Passaram-se mais 10 anos e não se vislumbra que o quadro descrito tenha sofrido significativas alterações. A democracia perdeu-se num discurso pedagógico "progressista", sem chegar a compreender a natureza das profundas raízes históricas, culturais e ideológicas das concepções e práticas que continuam a ter uma expressão dominante nas escolas do 1º ciclo. O País não foi capaz de avaliar o peso de uma tradição enformada pelo pensamento do ministro da Educação de Salazar, Carneiro Pacheco, que, em 1936, proclamava que "o ensino primário elementar trairia a sua missão se continuasse a sobrepor um estéril enciclopedismo racionalista, fatal para a saúde moral e física da criança, ao ideal prático e cristão de ensinar bem a ler, escrever e contar, e exercer as virtudes morais …" (DL. Nº 27 279, de 24 de Novembro). Por isso, não se fez o que era necessário fazer para operar a mudança que o País precisava.

As salas de aula desse nível de ensino continuam a ser, em grande parte, lugares inóspitos, desertos de recursos didácticos, onde impera o cinzentismo pedagógico de giz e quadro (lápis e papel) da “instrução primária” de há 40 anos. Por isso, as nossas crianças não têm a oportunidade de desenvolver os conceitos primários que se constroem na relação directa com os objectos concretos, manipulando-os, sentindo-os e experimentando-os. Sem os conceitos primários faltam os alicerces para a construção do edifício de conceitos indispensáveis à cidadania e a uma formação profissional de qualidade.
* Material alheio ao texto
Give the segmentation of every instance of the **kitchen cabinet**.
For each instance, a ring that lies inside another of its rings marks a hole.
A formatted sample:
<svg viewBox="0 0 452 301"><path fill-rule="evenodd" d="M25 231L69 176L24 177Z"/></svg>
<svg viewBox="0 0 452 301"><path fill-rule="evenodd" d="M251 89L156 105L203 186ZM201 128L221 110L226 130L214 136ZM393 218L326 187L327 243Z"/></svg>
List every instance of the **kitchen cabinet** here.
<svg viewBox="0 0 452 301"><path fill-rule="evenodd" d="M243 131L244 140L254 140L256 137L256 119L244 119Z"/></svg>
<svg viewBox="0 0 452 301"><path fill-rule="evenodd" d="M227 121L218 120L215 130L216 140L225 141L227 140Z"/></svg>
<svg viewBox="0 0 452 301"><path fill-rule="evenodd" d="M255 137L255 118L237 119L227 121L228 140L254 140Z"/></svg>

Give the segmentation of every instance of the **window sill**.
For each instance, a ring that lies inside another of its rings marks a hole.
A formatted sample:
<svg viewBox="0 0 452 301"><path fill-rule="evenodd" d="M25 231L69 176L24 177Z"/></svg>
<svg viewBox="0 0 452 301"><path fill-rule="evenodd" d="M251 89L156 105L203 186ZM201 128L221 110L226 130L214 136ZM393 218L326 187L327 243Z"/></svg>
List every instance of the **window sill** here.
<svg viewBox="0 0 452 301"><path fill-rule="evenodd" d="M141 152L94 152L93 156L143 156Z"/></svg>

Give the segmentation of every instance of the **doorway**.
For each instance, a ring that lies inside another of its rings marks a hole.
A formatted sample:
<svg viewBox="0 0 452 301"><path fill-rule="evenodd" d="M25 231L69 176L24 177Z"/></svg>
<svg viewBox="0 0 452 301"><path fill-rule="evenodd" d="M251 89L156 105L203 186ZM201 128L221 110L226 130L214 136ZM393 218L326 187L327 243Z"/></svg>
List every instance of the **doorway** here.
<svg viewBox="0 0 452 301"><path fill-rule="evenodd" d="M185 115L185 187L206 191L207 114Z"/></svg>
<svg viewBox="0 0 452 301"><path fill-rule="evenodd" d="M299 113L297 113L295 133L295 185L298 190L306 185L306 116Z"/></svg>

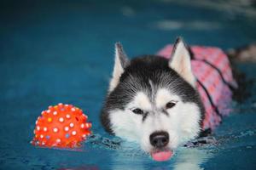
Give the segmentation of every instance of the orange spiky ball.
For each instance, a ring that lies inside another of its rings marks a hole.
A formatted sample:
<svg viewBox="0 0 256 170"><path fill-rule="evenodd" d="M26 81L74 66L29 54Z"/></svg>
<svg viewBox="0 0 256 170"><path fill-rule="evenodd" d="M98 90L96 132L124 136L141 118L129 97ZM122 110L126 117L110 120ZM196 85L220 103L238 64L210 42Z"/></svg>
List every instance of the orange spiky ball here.
<svg viewBox="0 0 256 170"><path fill-rule="evenodd" d="M49 106L36 121L33 145L74 148L91 133L91 123L82 110L72 105Z"/></svg>

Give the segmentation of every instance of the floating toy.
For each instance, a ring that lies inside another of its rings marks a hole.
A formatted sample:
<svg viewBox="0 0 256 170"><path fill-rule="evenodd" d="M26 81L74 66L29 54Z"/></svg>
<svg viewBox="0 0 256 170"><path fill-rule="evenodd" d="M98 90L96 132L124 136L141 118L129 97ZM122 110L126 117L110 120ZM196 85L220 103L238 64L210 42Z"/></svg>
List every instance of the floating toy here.
<svg viewBox="0 0 256 170"><path fill-rule="evenodd" d="M74 148L91 133L91 123L82 110L72 105L49 106L36 121L33 145Z"/></svg>

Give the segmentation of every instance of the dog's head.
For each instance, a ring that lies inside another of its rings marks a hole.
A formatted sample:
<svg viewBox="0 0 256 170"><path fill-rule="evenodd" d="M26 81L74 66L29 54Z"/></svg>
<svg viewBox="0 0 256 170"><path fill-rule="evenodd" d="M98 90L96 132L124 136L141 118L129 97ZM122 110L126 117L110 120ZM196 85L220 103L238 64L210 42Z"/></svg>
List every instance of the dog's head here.
<svg viewBox="0 0 256 170"><path fill-rule="evenodd" d="M202 115L189 53L180 38L170 60L146 55L130 61L116 43L101 116L108 132L138 142L154 160L164 161L198 135Z"/></svg>

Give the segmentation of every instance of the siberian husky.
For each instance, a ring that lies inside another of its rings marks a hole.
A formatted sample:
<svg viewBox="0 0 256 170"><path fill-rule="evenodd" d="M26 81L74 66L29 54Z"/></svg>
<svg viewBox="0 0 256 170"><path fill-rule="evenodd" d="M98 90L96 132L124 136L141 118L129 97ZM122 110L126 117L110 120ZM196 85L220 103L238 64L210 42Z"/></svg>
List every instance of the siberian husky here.
<svg viewBox="0 0 256 170"><path fill-rule="evenodd" d="M118 42L102 124L109 133L139 143L154 160L166 161L201 132L205 108L195 82L181 38L172 60L143 55L130 60Z"/></svg>

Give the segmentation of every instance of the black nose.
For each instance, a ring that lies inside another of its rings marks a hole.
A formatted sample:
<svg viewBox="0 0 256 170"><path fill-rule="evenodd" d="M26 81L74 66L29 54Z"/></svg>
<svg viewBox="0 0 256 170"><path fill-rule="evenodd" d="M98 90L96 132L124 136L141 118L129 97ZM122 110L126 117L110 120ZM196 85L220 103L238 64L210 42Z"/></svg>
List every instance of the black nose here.
<svg viewBox="0 0 256 170"><path fill-rule="evenodd" d="M166 132L155 132L149 136L150 144L156 148L162 148L169 142L169 134Z"/></svg>

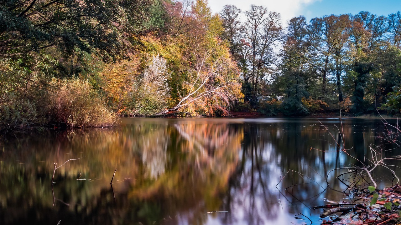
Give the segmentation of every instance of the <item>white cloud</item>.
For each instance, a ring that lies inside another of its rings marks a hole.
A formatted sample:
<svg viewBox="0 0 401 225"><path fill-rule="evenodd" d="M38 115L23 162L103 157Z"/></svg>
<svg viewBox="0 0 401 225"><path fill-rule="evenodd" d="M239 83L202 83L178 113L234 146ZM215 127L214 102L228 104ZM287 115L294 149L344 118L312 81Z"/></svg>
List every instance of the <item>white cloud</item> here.
<svg viewBox="0 0 401 225"><path fill-rule="evenodd" d="M249 9L251 4L263 6L269 11L280 13L283 24L293 17L302 14L304 8L308 5L322 0L209 0L209 6L212 10L218 13L225 5L234 5L243 11Z"/></svg>

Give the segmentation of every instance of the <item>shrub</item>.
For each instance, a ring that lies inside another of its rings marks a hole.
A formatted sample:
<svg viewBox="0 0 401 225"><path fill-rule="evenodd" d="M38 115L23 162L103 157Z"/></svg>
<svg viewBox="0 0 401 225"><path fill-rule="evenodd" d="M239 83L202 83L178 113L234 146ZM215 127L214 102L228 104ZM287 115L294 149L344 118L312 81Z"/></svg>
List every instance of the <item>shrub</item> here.
<svg viewBox="0 0 401 225"><path fill-rule="evenodd" d="M266 116L277 115L280 108L281 102L277 98L273 98L269 101L263 101L261 102L258 111Z"/></svg>
<svg viewBox="0 0 401 225"><path fill-rule="evenodd" d="M386 98L386 103L380 109L387 110L392 115L401 115L401 85L393 87L393 91L389 92Z"/></svg>
<svg viewBox="0 0 401 225"><path fill-rule="evenodd" d="M344 112L348 112L351 110L351 107L352 106L352 101L349 97L346 98L344 100L338 103L340 108L343 110Z"/></svg>
<svg viewBox="0 0 401 225"><path fill-rule="evenodd" d="M322 100L313 99L310 97L308 98L304 97L301 101L306 109L311 112L322 111L324 108L328 107L328 104Z"/></svg>
<svg viewBox="0 0 401 225"><path fill-rule="evenodd" d="M115 115L87 81L53 79L51 84L48 107L53 119L59 123L73 127L99 127L116 122Z"/></svg>

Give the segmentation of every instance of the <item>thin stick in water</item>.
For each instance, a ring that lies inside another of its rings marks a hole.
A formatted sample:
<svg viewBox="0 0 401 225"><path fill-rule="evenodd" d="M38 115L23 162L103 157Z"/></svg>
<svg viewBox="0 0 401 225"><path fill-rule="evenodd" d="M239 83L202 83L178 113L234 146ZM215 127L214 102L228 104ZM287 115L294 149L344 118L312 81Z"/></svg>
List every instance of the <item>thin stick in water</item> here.
<svg viewBox="0 0 401 225"><path fill-rule="evenodd" d="M114 170L114 173L113 174L113 177L111 177L111 181L110 182L110 184L113 184L113 179L114 178L114 175L115 175L115 171L117 170L117 169Z"/></svg>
Não ocorreram melhorias significativas nos alunos portugueses, entre os dois [últimos] estudos, ao contrário de alguns outros países. A Polónia constitui o exemplo mais notável de um avanço significativo, em consequência de uma reforma educativa iniciada em 1999.

Excerto do livro:

Sá, J. & Varela, P. (2007). Das Ciências Experimentais à Literacia: uma proposta didáctica para o 1º ciclo. Porto: Porto Editora. (http://www.iec.uminho.pt/ModuleLeft.aspx?mdl=~/Modules/Generic/GenericView.ascx&ItemID=141&Mid=34&lang=pt-PT&pageid=22&tabid=10 )

1. Sá, J. G. (1996). Estratégias de Desenvolvimento do Pensamento Científico em Crianças do 1º Ciclo do Ensino Básico. Tese de Doutoramento, Universidade do Minho, Braga.
2. Sá, J. (2002). Renovar as Práticas no 1º Ciclo pela Via das Ciências da Natureza. Porto: Porto Editora, 2ª edição (1ª edição, 1994).
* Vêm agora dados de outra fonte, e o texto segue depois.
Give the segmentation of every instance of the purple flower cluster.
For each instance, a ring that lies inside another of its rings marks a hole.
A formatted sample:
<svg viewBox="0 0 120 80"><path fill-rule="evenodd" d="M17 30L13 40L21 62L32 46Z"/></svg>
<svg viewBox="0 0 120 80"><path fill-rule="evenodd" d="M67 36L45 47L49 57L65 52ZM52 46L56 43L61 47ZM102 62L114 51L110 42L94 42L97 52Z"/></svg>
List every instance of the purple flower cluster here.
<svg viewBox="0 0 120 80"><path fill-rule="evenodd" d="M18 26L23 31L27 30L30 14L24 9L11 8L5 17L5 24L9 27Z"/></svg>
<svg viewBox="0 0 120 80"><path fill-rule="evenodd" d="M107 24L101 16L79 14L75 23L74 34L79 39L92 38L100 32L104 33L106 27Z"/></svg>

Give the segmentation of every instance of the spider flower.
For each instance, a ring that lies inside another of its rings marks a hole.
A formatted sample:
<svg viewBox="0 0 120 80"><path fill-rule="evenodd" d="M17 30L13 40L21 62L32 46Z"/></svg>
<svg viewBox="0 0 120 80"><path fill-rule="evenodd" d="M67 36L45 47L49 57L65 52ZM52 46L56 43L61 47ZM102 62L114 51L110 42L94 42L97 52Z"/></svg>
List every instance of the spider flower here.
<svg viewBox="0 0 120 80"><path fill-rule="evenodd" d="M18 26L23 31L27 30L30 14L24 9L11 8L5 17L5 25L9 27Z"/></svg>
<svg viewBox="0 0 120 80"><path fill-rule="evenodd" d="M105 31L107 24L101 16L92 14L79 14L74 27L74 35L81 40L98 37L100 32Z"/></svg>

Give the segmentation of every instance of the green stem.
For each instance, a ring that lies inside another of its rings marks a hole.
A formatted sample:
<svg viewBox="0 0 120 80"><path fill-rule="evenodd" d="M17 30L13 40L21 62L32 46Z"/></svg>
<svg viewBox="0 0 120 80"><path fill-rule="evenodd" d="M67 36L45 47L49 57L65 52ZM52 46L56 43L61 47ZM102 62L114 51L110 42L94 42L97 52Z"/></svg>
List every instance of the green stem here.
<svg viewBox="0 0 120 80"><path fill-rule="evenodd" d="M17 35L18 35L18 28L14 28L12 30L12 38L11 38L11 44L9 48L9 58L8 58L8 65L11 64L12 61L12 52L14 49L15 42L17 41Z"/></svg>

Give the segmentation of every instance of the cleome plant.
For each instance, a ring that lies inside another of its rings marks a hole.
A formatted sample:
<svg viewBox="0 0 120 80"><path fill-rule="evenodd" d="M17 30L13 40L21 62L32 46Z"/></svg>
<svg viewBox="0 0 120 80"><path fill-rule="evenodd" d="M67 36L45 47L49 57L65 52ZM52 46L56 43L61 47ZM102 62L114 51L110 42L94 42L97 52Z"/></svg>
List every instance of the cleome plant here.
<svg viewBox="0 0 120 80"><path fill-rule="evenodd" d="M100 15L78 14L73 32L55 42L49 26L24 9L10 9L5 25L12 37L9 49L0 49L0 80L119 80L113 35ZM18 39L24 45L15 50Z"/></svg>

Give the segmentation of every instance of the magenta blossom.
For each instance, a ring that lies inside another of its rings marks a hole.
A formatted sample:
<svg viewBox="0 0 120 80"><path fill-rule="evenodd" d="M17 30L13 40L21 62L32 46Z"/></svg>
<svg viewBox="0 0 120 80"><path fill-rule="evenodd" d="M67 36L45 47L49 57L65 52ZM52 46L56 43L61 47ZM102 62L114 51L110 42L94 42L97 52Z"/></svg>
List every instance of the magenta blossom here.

quarta-feira, 16 de janeiro de 2008

Pensar para além do que é suposto pensar faz as pessoas loucas!


"Na sociedade portuguesa actual, o medo, a reverência, o respeito temeroso, a passividade perante as instituições e os homens supostos deterem e dispensarem o poder-saber não foram ainda quebradas por novas forças de expressão da liberdade. (...) É o medo que impede a crítica. Vivemos numa sociedade sem espírito crítico - que só nasce quando o interesse da comunidade prevalece sobre o dos grupos e das pessoas privadas."

José Gil, em
PORTUGAl, HOJE - O Medo de Existir

E se mesmo assim alguém ousa ter uma visão crítica, está a um passo de ser apontado como louco, pela sua ousadia de opinião face a poderes a quem é suposto ser-se apenas obediente e submisso. Quem pode, sabe, é detentor de toda a verdade. Por mais que as evidências digam que essa "verdade" é um grande disparate, manda o bom-senso que se fechem os olhos, se seja acéfalo e se siga a "verdade". Note-se que...

"(...) pôr o rótulo de “maluco” a alguém é uma prática com tradição na função pública, e sobretudo com resultados comprovados e de aceitação geral por parte de colegas e chefias. É sobretudo uma forma de psiquiatrizar os disfuncionamentos sócio-organizacionais, de arranjar um bode expiatório, de tranquilizar as consciências e de “não fazer ondas."

(Luis Graça, 2004).


É até legítimo eliminar-se quem é louco, um estorvo inútil ("solicito que junto do (...) seja encontrada uma solução definitiva para este problema", sic)! E não haverá arroubos de indignação porque é tudo a Bem da Nação! Se as pessoas de BEM limpam a casa, está tudo BEM.

BEM MAL, muito mal... face aos contornos cada vez mais definidos das causas do atraso endémico do País.

Que extraordinária a capacidade destrutiva de ideias, de projectos e de energias renovadoras temos dentro da Universidade! Para protecção, a toda a força, de interesses particulares e de grupo.

Sem noção de interesse público não há desenvolvimento; perpetua-se o imobilismo da sociedade.